A base model for image captioning
- python 2.7
- tensorflow 1.8.0
- python package
- nltk
- PIL
- json
- numpy
It is all of common tookits, so I don't give their links.
- coco image dataset
- you need to download train2017.zip
- then unzip it to dir 'data/train2017/'
- coco image annotations
- you need to download annotations_trainval2017.zip
- then unzip it:
- copy 'captions_train2017.json' to dir 'data/coco_annotations'
- pretrain inception model
- you need to download inception_v3.ckpt to dir 'data/inception/'
- get 'data/captions.json', 'data/captions_gt.json'
$ cd preproccess $ python data_entry.py
- get 'data/image_id_train.json', 'data/image_id_val.json', 'data/image_id_test.json'
$ cd preproccess $ python image_id_split.py
- get 'data/vocabulary.json'
$ cd preproccess $ python vocabulary.py
Because dataset is too large, we should do some operations to purse speed and CPU|GPU efficiency.
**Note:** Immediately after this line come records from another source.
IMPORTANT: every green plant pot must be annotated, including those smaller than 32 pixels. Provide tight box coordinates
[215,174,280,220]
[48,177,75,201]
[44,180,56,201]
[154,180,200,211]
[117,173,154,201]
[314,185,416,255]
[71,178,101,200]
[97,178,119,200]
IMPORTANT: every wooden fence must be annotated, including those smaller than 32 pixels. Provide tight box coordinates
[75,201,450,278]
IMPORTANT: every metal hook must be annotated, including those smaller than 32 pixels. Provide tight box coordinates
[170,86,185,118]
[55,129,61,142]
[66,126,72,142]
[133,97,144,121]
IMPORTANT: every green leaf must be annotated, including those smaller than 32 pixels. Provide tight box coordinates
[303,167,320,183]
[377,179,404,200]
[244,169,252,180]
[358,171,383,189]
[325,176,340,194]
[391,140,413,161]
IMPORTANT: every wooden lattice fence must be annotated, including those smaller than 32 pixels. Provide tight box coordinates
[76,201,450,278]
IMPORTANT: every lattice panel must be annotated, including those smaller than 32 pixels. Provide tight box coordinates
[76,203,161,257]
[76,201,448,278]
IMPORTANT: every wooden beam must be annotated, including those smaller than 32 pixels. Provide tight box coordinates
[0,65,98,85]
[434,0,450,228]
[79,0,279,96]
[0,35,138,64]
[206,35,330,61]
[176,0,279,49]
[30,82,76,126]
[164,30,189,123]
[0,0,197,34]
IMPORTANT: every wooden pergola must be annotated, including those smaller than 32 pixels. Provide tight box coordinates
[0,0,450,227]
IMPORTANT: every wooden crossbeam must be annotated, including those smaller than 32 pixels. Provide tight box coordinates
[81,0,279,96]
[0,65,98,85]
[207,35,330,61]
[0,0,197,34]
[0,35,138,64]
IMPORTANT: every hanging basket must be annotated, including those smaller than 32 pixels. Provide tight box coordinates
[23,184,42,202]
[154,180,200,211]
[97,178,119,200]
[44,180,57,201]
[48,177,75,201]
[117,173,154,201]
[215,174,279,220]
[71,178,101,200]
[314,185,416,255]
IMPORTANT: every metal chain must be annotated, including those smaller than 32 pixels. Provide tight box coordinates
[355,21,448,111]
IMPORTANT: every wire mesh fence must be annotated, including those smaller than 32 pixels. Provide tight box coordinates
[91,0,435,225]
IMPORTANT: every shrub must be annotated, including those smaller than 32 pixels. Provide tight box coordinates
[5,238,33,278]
You need to wait 30 mins to convert data to 'data/tfrecord/train-xx.tfrecord', I convert Train Data to 40 tfrecord files.
- get 'data/tfrecord/train-00.tfrecord' - 'data/tfrecord/train-39.tfrecord'
$ python datasets.py
- so you need get 'data/tfrecord_name_train.json' for tensorflow filename queue, it is easy
- the val dataset and test data is the same.
$ python main.py
Train/Val/Test Dataset, 82783/5000/5000, vocabulary size = 14643 and we not filter out word. We use greedy search not beam search.
BLEU_1 | BLEU_2 | BLEU_3 | BLEU_4 | METEOR | ROUGE | CIDEr | |
---|---|---|---|---|---|---|---|
Train Dataset | 0.7051 | 0.5322 | 0.3832 | 0.2682 | 0.2283 | 0.5128 | 0.7968 |
Val Dataset | 0.6667 | 0.4866 | 0.3405 | 0.2337 | 0.2096 | 0.4831 | 0.7024 |
Test Dataset | 0.6687 | 0.4879 | 0.3421 | 0.2364 | 0.2096 | 0.4838 | 0.6972 |
Paper | 0.666 | 0.461 | 0.329 | 0.246 | - | - | - |
e.g. Show and Tell: A Neural Image Caption Generator, CVPR 2015(pdf)
BLEU_1 | BLEU_2 | BLEU_3 | BLEU_4 | METEOR | ROUGE | CIDEr | |
---|---|---|---|---|---|---|---|
Val Dataset | 0.6467 | 0.4615 | 0.3180 | 0.2177 | 0.2014 | 0.4684 | 0.6310 |
Test Dataset | 0.6482 | 0.4638 | 0.3210 | 0.2217 | 0.2013 | 0.4633 | 0.6245 |
Paper | 0.707 | 0.492 | 0.344 | 0.243 | 0.2390 | - | - |
e.g. Show, Attend and Tell: Neural Image Caption Generation with Visual Attention, ICML(pdf)
The model is very very*N simple, I never adjust the hyperparameter, so if you want, you could do.
- Tensorflow Model released im2text
- An Implementation in Tensorflow of Guoming Wang
- MS COCO Caption Evaluation Tookit
- Vinyals, Oriol, et al. "Show and tell: A neural image caption generator." Proceedings of the IEEE conference on computer vision and pattern recognition. 2015.
- Xu, Kelvin, et al. "Show, attend and tell: Neural image caption generation with visual attention." International conference on machine learning. 2015.